Die meisten Einträge behandeln Ereignisse an der Schule – erfreuliche und unangenehme. Nur ganz selten lassen die Texte Einblicke in Luises Gefühlswelt zu. Zum Beispiel in den Jahren 1971 und 1972, in denen sie häufig über eine junge Kollegin namens Helga schreibt und dabei über deren Vorlieben und Abneigungen Mutmaßungen anstellt. Offensichtlich war sie eng mit Helga befreundet, denn in den beiden Jahren häufen sich Eintragungen über gemeinsame Kinobesuche, Konzerte, aber auch Wanderungen. Zum letzten Mal erwähnt sie Helga in einem wütenden Text, der damit endet, dass sie die Freundin und ihren Kerl zum Teufel wünscht.

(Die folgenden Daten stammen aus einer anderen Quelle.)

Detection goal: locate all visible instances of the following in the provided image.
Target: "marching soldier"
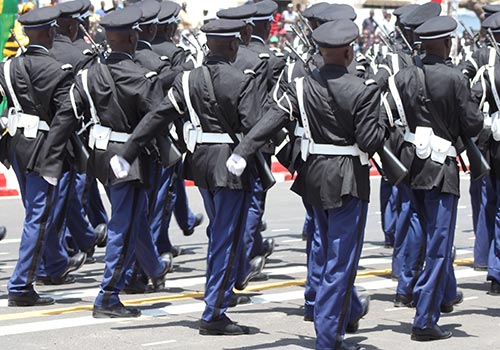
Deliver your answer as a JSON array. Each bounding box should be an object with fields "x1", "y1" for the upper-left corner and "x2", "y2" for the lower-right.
[
  {"x1": 470, "y1": 11, "x2": 500, "y2": 296},
  {"x1": 149, "y1": 0, "x2": 204, "y2": 259},
  {"x1": 216, "y1": 4, "x2": 273, "y2": 290},
  {"x1": 151, "y1": 0, "x2": 195, "y2": 70},
  {"x1": 45, "y1": 0, "x2": 107, "y2": 269},
  {"x1": 227, "y1": 19, "x2": 387, "y2": 350},
  {"x1": 110, "y1": 18, "x2": 262, "y2": 335},
  {"x1": 385, "y1": 16, "x2": 482, "y2": 340},
  {"x1": 40, "y1": 6, "x2": 171, "y2": 317},
  {"x1": 0, "y1": 6, "x2": 86, "y2": 306}
]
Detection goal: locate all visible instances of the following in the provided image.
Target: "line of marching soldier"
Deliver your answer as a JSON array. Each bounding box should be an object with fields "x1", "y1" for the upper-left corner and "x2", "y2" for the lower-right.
[{"x1": 1, "y1": 1, "x2": 500, "y2": 350}]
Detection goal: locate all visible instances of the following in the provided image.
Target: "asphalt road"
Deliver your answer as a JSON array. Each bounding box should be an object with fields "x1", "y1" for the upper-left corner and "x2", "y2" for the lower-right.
[{"x1": 0, "y1": 177, "x2": 499, "y2": 350}]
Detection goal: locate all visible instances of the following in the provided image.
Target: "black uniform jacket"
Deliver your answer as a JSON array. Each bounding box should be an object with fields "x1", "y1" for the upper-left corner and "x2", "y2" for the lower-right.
[
  {"x1": 40, "y1": 52, "x2": 164, "y2": 186},
  {"x1": 51, "y1": 34, "x2": 91, "y2": 74},
  {"x1": 235, "y1": 64, "x2": 387, "y2": 210},
  {"x1": 0, "y1": 46, "x2": 73, "y2": 174},
  {"x1": 471, "y1": 63, "x2": 500, "y2": 179},
  {"x1": 388, "y1": 54, "x2": 482, "y2": 196},
  {"x1": 151, "y1": 37, "x2": 195, "y2": 70},
  {"x1": 120, "y1": 56, "x2": 260, "y2": 191},
  {"x1": 248, "y1": 36, "x2": 286, "y2": 92},
  {"x1": 135, "y1": 40, "x2": 179, "y2": 91}
]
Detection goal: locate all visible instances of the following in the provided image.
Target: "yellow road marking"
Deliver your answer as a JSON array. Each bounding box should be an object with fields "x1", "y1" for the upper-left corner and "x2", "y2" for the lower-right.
[{"x1": 0, "y1": 258, "x2": 474, "y2": 322}]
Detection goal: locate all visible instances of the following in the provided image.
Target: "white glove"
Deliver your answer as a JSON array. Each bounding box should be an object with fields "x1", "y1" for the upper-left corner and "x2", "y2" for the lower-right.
[
  {"x1": 226, "y1": 153, "x2": 247, "y2": 177},
  {"x1": 110, "y1": 155, "x2": 131, "y2": 179},
  {"x1": 43, "y1": 176, "x2": 58, "y2": 187}
]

Niemand weiß von Cho, und nie hat sie jemandem von ihm erzählt. Nur einmal hätte sie die Geschichte um ein Haar verraten. Mit ihrer besten Freundin Margarete, Lehrerin wie sie, aber mit anderen Fächern und an einer anderen Schule, hatte sie im Sommer einen Ausflug an die Mosel unternommen, und sie waren in eine Weinprobe geraten. Schnell wurde sie, die Alkohol nicht gewohnt war, mehr als beschwipst. Da strömte eine Gruppe Asiaten in das Gartenlokal, und ein Mann unter ihnen sah in ihren Augen aus wie der junge Cho. Sie hatte mit dem Finger auf diesen Mann gezeigt und zu Margarete gesagt: Schau mal. Zum Glück hatte die Freundin nichts davon mitbekommen.

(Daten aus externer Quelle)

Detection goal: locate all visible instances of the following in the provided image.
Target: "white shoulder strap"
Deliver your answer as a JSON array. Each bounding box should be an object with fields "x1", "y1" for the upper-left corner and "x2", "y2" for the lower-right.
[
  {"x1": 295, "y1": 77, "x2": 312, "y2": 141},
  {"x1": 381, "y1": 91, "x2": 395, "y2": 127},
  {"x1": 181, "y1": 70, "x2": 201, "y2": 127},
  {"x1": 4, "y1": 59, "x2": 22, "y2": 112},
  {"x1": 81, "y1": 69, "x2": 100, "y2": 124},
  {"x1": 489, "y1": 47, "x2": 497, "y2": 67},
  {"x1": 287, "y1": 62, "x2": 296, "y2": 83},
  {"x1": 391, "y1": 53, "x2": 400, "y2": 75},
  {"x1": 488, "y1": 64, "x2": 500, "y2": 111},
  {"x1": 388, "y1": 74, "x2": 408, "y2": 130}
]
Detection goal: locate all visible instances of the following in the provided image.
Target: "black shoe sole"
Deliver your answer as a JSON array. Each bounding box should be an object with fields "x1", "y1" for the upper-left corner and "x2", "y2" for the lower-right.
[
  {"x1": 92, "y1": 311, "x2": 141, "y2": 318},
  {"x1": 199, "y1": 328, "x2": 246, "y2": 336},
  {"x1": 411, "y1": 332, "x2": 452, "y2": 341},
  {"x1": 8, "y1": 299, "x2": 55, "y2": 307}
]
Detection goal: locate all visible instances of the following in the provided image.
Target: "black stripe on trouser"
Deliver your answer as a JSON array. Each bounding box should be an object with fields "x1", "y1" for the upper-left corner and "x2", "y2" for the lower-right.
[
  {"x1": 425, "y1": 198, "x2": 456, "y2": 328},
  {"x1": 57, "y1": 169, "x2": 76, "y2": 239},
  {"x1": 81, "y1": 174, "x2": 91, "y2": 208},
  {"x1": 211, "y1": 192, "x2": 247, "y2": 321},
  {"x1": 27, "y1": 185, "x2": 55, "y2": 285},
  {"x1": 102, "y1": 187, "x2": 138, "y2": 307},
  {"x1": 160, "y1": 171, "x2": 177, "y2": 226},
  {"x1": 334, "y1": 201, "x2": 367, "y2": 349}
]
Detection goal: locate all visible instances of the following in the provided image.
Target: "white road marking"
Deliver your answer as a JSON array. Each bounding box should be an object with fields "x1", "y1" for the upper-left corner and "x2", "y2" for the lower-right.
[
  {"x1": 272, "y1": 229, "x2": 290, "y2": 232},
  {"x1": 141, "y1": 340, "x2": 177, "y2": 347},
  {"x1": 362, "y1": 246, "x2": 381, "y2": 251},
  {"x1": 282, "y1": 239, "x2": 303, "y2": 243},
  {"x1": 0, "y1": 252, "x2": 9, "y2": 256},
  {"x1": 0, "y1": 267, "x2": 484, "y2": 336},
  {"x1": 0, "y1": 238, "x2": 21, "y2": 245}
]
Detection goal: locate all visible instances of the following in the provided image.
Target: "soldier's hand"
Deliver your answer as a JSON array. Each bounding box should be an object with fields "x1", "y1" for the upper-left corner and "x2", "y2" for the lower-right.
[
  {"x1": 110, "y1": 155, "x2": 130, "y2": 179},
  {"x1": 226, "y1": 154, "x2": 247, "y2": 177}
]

Ab 1978 behandelt ihr Tagebuch nur noch banale Dinge. Sie trägt ein, was an ihrem Tagesablauf ungewöhnlich war, listet alle Käufe, dazu die Bücher, die sie gelesen und die Platten, die sie gekauft hat. Zeitungsausschnitte fehlen ganz, und die Klassenfotos, auf denen sie zu sehen ist, unterscheiden sich kaum noch voneinander. Ganz plötzlich in einem Eintrag aus dem Januar 1995, sie ist kurz zuvor dreiundsechzig geworden, beginnt sie, über ihr Leben zu schreiben, zu reflektieren, wie es ihr ergangen ist. Sie berichtet über ihre Träume und Wünsche, Verletzungen und Enttäuschungen. Aber auch diese Aufzeichnungen gehen nicht weiter zurück als bis ungefähr 1955. Shanghai, ihre Eltern und Cho spielen in diesen Texten keine Rolle.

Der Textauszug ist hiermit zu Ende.